Search code examples
dataframegoogle-bigqueryschemagoogle-cloud-dataflowapache-beam

Apache Beam PCollection Schema (converting to Dataframe)


I'm trying to grab some data from BigQuery, update a couple of columns using Python, and then write it to another location. I'm using Apache Beam (via Google Dataflow) to do this.

Once I have the data from BigQuery as a PCollection, I want to convert it to a Beam Dataframe so I can update the relevant columns.

However, in order to do so, I need ensure the PCollection object is schema-aware. Even following the Beam documentation, I'm having trouble doing so.

I've tried following the pattern discussed in this post: Apache Beam infer schema using NamedTuple (Python) and here: https://beam.apache.org/documentation/programming-guide/#inferring-schemas

Schema Named Tuple Code:

class TestSchema(typing.NamedTuple):
  entry_id: str
  entry_name: int
  user_id: str
  user_entry: str
  document: str

coders.registry.register_coder(TestSchema, coders.RowCoder)

Here's some test pipeline code in my run function (some boilerplace ommitted):

with beam.Pipeline(argv=argv) as p:
        pcoll = (p | 'read_bq_view' >> 
        beam.io.ReadFromBigQuery(query=BIGQUERY_SELECT_QUERY,use_standard_sql=True) 
        | "schematize" >> beam.Map(lambda x: TestSchema(**x)).with_output_types(TestSchema)
        | beam.Map(print)
        )

When I run this, I get:

NameError: name 'TestSchema' is not defined [while running 'schematize-ptransform-49']

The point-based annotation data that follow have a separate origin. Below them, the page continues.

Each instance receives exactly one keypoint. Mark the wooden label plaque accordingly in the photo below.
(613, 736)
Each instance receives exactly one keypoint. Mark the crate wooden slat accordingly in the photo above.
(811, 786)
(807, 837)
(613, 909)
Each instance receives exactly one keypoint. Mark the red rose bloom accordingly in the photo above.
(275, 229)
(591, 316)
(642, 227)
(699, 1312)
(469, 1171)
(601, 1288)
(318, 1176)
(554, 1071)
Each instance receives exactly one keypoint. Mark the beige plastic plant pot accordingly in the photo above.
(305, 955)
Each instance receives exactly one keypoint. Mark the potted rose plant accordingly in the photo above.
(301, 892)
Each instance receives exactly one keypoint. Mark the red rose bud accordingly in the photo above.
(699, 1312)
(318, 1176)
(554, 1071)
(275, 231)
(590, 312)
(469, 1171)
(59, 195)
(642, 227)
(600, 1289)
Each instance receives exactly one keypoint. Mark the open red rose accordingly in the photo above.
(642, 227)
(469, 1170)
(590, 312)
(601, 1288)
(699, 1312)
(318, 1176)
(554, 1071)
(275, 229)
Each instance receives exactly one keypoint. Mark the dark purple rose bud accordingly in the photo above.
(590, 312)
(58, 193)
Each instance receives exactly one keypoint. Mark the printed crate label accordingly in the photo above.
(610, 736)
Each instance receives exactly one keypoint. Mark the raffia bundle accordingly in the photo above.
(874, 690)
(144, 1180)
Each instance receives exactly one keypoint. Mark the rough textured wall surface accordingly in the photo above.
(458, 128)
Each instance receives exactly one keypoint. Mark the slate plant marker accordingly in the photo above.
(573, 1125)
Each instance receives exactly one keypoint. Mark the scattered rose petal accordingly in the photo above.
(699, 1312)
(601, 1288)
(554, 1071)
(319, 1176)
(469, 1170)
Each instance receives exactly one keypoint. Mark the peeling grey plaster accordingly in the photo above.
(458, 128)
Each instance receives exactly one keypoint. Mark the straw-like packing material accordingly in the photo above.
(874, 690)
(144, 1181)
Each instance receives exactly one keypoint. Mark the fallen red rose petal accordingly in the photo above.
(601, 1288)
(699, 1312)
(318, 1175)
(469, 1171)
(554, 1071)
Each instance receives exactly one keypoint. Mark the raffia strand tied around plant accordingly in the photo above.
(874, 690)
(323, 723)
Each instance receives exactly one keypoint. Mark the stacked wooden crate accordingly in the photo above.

What am I missing here? The class TestSchema exists and is in scope (it's at the top level of my file). I've tried using the traditional NamedTuple syntax in case I was messing up the class syntax, but I get the same error.


Solution

  • According to the documentation, you can use beam.Row in this case, example :

    def test_pipeline(self):
        with TestPipeline() as p:
            inputs = {
                'entry_id': 'ffff',
                'entry_name': 4,
                'user_id': 'ddddd',
                'user_entry': 'dDDFFF',
                'document': 'VVBBB'
            }
    
            entries = (p
                       | 'Inputs' >> beam.Create([inputs])
                       | 'ToRows' >> beam.Map(lambda user_entry: beam.Row(
                        entry_id=user_entry['entry_id'],
                        entry_name=user_entry['entry_name'],
                        user_id=user_entry['user_id'],
                        user_entry=user_entry['user_entry'],
                        document=user_entry['document']
                    )))
    
            df = to_dataframe(entries)
    
            # Deferred DataFrames can also be converted back to schema'd PCollections
            collection = to_pcollection(df, include_indexes=False)
    
            collection | 'Print' >> beam.Map(print)
    
    • I created a mock for input to simulate the data retrieved from BigQuery
    • I used beam.Row in a Map to add a schema to the PCollection
    • Convert the PCollection to Dataframe